Se anche questa volta non mi da spiegazioni giuro che...

"Sta per arrivare Tom." Continua, rispondendo alle migliaia di domande che si erano insinuate nella mia mente nel giro di pochi secondi.

"Ma come?..."

"Sì, sta per arrivare proprio adesso, sarà qui a momenti." Risponde, non lasciandomi finire di parlare.

"Lui pensa che tu sia scappata e se ti troverebbe qui sarebbe la fine."

"Perché non gli hai detto che mi ci hai portato tu, eh bastardo?" Era ciò che voleva e a quest'ora nè io nè lui saremmo stati nei casini, beh io relativamente.

"Perché è meglio che lui creda che tu sia scappata, così ora perderà tempo a cercarti a vuoto." Risponde come se fosse la cosa più ovvia del mondo.

"E perché vuoi fargli credere questo? Sei un suo aiutante." Affermo, il tono di voce esce più velenoso di quanto avevo intenzione.

"Non c'è tempo per l'interrogatorio cazzo, ora ti porto via!" Urla e mi trascina fino alla porta.
Nel momento in cui la sua mano tocca la maniglia il campanello suona e Andrew lascia la presa imprecando sottovoce.
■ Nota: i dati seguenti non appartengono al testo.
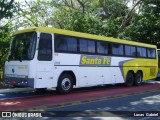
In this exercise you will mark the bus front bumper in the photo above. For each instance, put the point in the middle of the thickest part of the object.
(19, 82)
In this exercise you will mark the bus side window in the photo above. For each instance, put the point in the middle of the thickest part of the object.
(45, 47)
(141, 52)
(117, 49)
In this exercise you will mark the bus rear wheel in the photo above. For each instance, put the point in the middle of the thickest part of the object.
(129, 79)
(65, 84)
(138, 78)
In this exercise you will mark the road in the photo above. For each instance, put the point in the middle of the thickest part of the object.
(106, 101)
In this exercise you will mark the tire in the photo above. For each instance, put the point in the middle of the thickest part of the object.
(40, 90)
(138, 78)
(65, 84)
(129, 79)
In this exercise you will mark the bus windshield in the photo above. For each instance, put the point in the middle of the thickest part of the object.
(23, 46)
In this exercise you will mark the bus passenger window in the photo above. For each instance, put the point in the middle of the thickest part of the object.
(83, 45)
(102, 48)
(87, 46)
(45, 47)
(65, 43)
(141, 52)
(91, 46)
(130, 50)
(117, 49)
(151, 53)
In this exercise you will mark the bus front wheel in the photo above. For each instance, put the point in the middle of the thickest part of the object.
(138, 78)
(65, 84)
(129, 79)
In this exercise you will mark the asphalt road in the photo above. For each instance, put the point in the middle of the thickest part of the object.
(123, 107)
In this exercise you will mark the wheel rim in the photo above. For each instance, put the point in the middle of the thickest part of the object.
(130, 80)
(66, 84)
(139, 79)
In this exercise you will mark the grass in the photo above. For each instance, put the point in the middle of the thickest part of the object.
(1, 78)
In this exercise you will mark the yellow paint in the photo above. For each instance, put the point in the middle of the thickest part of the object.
(83, 35)
(149, 67)
(94, 60)
(22, 67)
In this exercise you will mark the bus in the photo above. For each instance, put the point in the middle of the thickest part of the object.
(158, 75)
(44, 58)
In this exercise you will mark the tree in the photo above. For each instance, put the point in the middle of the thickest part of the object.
(6, 12)
(34, 13)
(101, 17)
(146, 25)
(6, 7)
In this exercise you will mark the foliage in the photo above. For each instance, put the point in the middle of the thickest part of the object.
(33, 13)
(146, 25)
(6, 11)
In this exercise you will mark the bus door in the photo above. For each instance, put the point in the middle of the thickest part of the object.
(44, 61)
Sto andando completamente nel panico perché a questo punto non voglio che Tom mi veda, non reagirebbe bene e di sicuro non mi riporterebbe da mia sorella, sono stata un'ingenua a pensarlo.
Andrew si volta e mi guarda, capisce che sto lentamente diventando terrorizzata, ma lui resta calmo e serio.
Lo ammiro per quanto certe volte riesca a mantenere un autocontrollo invidiabile, senza farsi prendere dalla paura, riesce a gestire situazioni poco gradevoli con astuzia e sangue freddo.

"Okay, adesso io aprirò la porta e tu resterai dietro ad essa, poi silenziosamente uscirai, mi raccomando non fare cazzate." Mi avverte. Leggo dai suoi occhi che non avrebbe mai voluto effettuare questo piano, ma sembra l'unica soluzione possibile al momento.
Mi lancia un ultimo sguardo e faccio un cenno con la testa per fargli capire che sono pronta, mi spiaccico dietro al muro e trattengo il respiro mentre Andrew apre la porta fino a spalancarla cercando di coprirmi.

"Mio caro Andrew, era da un po' che non ci si vedeva." Eccola, la voce del vecchio farabutto, non mi è mancata per niente.

"Hai ragione Tom, vieni entra pure, ti offro qualcosa." Noto dargli una leggera pacca sulla spalla e lo porta nella direzione opposta, verso la cucina.